Powering the S200 EXR is a 7.2v, 1150mAh rechargeable Li-Ion battery. During our tests, I was able to capture 211 images and videos before the battery had depleted. This falls well short of the 370 images that Fuji claims is possible according to CIPA standards. The battery lasted for a while when only shooting a few shots at a time. Be sure it is charged before you go out, because once the battery icon flashes red, you only have a few shots left before its dead. If you plan to use this camera on all-day or weekend and longer shooting trips, you will want to have a backup battery charged and on hand.

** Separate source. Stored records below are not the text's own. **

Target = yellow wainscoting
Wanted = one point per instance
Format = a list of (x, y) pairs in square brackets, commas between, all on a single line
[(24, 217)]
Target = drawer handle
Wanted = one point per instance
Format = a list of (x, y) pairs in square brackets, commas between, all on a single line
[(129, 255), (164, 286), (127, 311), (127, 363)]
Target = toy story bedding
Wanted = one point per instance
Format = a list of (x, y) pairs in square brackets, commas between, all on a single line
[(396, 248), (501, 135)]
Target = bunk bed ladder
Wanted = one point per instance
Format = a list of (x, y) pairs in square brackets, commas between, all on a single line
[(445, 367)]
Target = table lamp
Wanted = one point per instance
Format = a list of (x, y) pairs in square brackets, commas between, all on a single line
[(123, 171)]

This is very easy thanks to the included charger that is able to completely charge a NP-140 battery in just under 2 hours (110 min.).
Bottom Line - The Fuji FinePix S200 EXR is an innovative new camera featuring a 12-Megapixel, redesigned Super CCD EXR imaging sensor, EXR image processor, 14.3x optical zoom lens and several new and creative shooting modes that really make it stand out. The camera's only major drawback is the lack of its ability to capture 12-Megapixel images in its specially created shooting modes (6-Megapixel max.), which are the most appealing features on this camera in my opinion. With excellent image quality and good performance, the S200 EXR holds it own with the other cameras in this class, despite the lower resolution in some modes. With a MSRP of US $599.95, this is just one of many full-featured, super zoom cameras available in this price range. You might also want to look into the Nikon CoolPix P90, Canon PowerShot SX1 IS or the Olympus SP-590 UZ.